Quando uma equipe de arqueólogos chineses investigou o enigma há vários anos, constataram algo incrível e intrigante nas escavações: não havia pedras de jade na Grande Muralha da China, mas essas pedras estavam nas ruínas de uma magnífica cidade fortificada. A escavação em andamento revelou mais de nove quilômetros de muros de proteção em torno de uma pirâmide de 70 metros de altura e um santuário interno com murais pintados, artefatos de jade — e evidências terríveis de sacrifício humano.

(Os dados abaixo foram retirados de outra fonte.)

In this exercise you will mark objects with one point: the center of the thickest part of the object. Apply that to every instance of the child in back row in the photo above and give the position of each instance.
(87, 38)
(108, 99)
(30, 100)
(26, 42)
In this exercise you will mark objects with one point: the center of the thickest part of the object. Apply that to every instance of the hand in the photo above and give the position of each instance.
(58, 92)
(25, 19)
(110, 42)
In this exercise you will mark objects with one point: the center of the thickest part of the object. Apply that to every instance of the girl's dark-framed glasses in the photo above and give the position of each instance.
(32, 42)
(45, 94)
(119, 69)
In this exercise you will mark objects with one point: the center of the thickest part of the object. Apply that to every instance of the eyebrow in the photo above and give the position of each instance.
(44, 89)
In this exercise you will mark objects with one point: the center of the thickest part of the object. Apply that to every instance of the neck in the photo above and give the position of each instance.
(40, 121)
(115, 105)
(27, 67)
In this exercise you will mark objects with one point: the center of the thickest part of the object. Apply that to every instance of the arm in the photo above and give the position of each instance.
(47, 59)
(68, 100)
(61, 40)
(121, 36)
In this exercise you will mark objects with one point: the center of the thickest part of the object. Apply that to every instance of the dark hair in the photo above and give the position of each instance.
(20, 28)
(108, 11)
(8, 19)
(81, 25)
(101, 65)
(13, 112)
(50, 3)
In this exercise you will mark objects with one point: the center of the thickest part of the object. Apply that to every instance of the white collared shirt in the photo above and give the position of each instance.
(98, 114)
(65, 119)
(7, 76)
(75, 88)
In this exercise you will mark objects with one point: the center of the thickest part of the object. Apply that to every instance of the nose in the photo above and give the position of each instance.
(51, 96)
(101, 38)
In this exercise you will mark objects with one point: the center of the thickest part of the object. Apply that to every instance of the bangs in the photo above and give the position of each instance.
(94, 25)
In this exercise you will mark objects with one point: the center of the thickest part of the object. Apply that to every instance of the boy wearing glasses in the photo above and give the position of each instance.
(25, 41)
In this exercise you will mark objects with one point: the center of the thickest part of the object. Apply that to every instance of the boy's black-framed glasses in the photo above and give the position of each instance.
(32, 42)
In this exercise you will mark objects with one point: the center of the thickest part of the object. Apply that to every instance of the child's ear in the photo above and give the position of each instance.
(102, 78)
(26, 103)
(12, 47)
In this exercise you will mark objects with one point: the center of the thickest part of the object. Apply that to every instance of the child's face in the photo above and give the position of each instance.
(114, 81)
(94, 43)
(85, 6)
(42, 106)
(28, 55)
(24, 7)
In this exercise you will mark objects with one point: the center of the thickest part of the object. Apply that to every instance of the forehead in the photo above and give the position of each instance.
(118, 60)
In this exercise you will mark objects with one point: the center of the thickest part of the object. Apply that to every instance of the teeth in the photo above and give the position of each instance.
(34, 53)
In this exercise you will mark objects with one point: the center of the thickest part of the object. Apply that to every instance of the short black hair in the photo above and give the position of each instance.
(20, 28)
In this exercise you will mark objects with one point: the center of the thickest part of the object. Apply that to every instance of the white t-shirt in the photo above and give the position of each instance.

Antes da suspensão das escavações no início deste ano devido à pandemia de coronavírus, arqueólogos haviam descoberto 70 impressionantes relevos em pedras — serpentes, monstros e feras semi-humanas semelhantes à iconografia do fim da Idade do Bronze na China.

E ainda mais surpreendente: de acordo com a datação de carbono, Shimao, nome do sítio arqueológico (seu nome original é desconhecido), possui regiões datadas de 4,3 mil anos, quase dois mil anos antes do trecho mais antigo da Grande Muralha — e 500 anos antes da origem da civilização chinesa nas Planícies Centrais, várias centenas de quilômetros ao sul.

Shimao prosperou nessa região aparentemente remota por quase meio milênio, entre 2300 a.C. e 1800 a.C. Então, súbita e misteriosamente, foi abandonada.

Nenhum dos textos antigos utilizados para entender a arqueologia chinesa faz menção a uma cidade antiga que fica no extremo norte do chamado “berço da civilização chinesa”, muito menos a uma cidade com tamanha dimensão e complexidade e intensa interação com culturas externas. Shimao atualmente é o maior assentamento neolítico conhecido na China — sua área de 400 hectares é 25% maior que o Central Park na cidade de Nova York — e sua arte e tecnologias eram provenientes das estepes ao norte e influenciariam dinastias chinesas posteriores.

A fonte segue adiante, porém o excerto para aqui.